Curious, but would it be a good idea for the state to consider high speed rail to other parts of the state to help eleviate any housing stress that will occur with the location of Amazon to the city or would this just shift the “stress” in terms of infrastructure for such a project?
Their has been talk of high speed rail between Boston and DC which stops in nyc and Philly. Boswash high-speed rail will come in handy for the northeast region. Sadly America is way behind high-speed rail. Even in California high-speed rail project can't get off the ground.
Access to a skilled labor pool with experience in different domains. In Seattle, they were siphoning tech talent from Microsoft. In NYC, they can dip into a much more versatile labor pool. You not only have a lot of tech talent, but you have finance, marketing, media, etc.
Quote:
Originally Posted by BugsyPal
They've pretty much drained the talent pool/expanded or whatever all they can in Seattle and California.
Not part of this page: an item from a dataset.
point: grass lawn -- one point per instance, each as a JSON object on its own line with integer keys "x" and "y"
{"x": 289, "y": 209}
For all that success Amazon is being dogged by SJW/liberal democrat politicians and others in both those states about "inequality" and so forth on many levels, social, income.....
It also makes sense from a business point of view not to put all one's eggs into one basket.
Spreading things around allows Amazon (or any other large corporation) to get local politicians to line up and kiss the ring. Just look how many governors and other local politicians were getting on their knees to Jeff Bezos in hopes of wooing Amazon to their area.
A lot of IT is already done overseas. Their AP is done overseas, Item set-up is automated and any questions are answered overseas via Vendor Central, their ordering system is either done via vendor central or orders are transmitted via an EDI850.
I doubt that they need such a big space or that they will hire 25K in people. The site runs pretty smoothly with the current staff. I can see them in 10 years having to downsize.